Second principle: autonomy for patients to make decisions despite negative average expected value
The reasonable and autonomous prospective participant might wish to accept an RCT even though the pooled expected value is negative. Therefore, following full factual review of expected outcomes with the potential participant, the personal values of that patient need to be applied. A common circumstance is altruism, with the patient valuing social progress higher than personal risks. In other instances, minimal increases in risks, although real, may be of little importance to the patient.
Another circumstance is the choice of a decision strategy other than 'expected value' by the patient. 'Expected value' is not the only defensible decision strategy for an individual; decisions may be driven by a desire to have a chance at the best possible outcome or to avoid the possibility of the worst possible outcome. A reasonable person could choose to participate in an RCT because the best possible result could only come from acceptance, even if the pooled expected value of accepting the RCT is negative. For example, accepting an RCT might be the only possible way to gain access to a new treatment. Alternatively, another reasonable potential participant could decline a trial with a positive average expected value because of excessive fear about the described potential side effects of the new drug ('risk aversion').

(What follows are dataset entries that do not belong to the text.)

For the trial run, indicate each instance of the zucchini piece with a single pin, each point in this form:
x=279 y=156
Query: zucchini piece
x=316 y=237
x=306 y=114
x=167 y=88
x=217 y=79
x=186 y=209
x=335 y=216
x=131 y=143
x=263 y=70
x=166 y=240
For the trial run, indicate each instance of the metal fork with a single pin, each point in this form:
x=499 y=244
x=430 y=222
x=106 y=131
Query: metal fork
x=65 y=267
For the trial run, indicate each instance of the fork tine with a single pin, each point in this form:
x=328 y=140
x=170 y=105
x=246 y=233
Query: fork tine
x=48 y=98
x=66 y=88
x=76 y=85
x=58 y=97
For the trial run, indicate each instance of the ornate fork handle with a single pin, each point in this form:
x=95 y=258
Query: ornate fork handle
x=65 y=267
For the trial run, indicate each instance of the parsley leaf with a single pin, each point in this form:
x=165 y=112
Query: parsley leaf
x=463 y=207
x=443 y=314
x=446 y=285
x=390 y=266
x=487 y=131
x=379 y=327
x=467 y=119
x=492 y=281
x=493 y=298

Autonomy implies the ability to make decisions under a personal rather than an externally imposed value system. However, the standard is that of the 'reasonable person'. Autonomy also implies absence of coercion, full disclosure of significant risks, and protection of those with limited mental capacity, as well as other experimental subject protections described in the Belmont Report [26
We do not propose that formal decision analysis (expert driven) and utility assignment (patient driven) should be required of prospective participants, although they could well be helpful to institutional review boards. The complexity of the discussion must be appropriate for the patient. However, formalizing the concepts helps to clarify the issues involved. In a similar vein, Lilford [30
] recently noted that 'choices should be based both on probabilities of events (which experts might know) and on the value that a patient places on these events (which only the patient can know)'.
In a broader sense, we note that this same decision process should apply to all studies involving human participant, and not only RCTs. A forthright invitation, objective explanation of known facts, application of the patient's personal values, and a reasonable and autonomous decision are salient necessities for all such studies.

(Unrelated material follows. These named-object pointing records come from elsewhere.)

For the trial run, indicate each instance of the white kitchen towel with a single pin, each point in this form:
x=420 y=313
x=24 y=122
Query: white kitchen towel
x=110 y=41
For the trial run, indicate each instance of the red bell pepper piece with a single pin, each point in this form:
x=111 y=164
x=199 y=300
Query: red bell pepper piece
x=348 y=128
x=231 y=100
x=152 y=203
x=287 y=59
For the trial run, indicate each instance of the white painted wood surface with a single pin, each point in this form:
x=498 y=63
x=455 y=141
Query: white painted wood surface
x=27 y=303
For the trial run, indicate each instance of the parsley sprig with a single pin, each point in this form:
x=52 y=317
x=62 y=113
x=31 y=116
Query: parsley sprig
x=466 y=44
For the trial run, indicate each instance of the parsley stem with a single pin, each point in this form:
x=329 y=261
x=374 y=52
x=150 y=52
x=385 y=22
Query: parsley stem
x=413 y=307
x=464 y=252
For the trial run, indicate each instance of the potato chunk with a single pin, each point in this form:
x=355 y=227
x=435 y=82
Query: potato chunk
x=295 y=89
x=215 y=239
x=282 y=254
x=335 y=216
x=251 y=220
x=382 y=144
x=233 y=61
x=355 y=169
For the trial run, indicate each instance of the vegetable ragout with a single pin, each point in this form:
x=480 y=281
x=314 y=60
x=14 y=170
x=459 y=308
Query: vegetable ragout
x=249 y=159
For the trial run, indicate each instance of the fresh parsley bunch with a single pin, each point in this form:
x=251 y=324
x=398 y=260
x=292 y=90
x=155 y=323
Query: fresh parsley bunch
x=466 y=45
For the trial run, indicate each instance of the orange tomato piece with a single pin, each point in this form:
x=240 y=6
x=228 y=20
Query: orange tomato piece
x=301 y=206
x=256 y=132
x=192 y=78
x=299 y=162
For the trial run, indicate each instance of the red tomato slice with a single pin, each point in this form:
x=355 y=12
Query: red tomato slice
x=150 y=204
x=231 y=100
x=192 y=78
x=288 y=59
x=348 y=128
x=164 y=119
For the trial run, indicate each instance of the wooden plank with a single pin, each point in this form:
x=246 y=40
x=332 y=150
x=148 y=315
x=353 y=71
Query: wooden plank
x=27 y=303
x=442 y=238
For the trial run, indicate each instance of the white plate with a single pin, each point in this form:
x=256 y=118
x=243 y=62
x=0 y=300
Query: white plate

Equipoise is a false and diverting principle, and should be replaced by 'positive expected value' using the patient's values, with elimination of the internal contradictions that surround the concept of equipoise and with a return to the Belmont principles. In this context, should we worry that a large majority of commercial clinical trials are positive? The answer is this is 'yes and no'. Certainly, skepticism and vigilance are required with industry-sponsored trials because there are inevitably large financial interests, and omitted results, redundant presentations, and marketing 'spin' do sometimes occur [18
]. Studies designed to evaluate noninferiority with an US FDA approved comparator may represent 'me too' drugs and raise questions about a societal need for a drug. On the other hand, the ability to design clinical trials for success, and therefore to be able to predict outcomes in advance, implies the ability to cull weak drugs early in the approval process (and this frequently occurs), thus exposing fewer patients, improving efficiency in drug development, possibly reducing the cost of pharmaceuticals [32
], and identifying those drugs that are most likely to be clinically useful and of positive social value.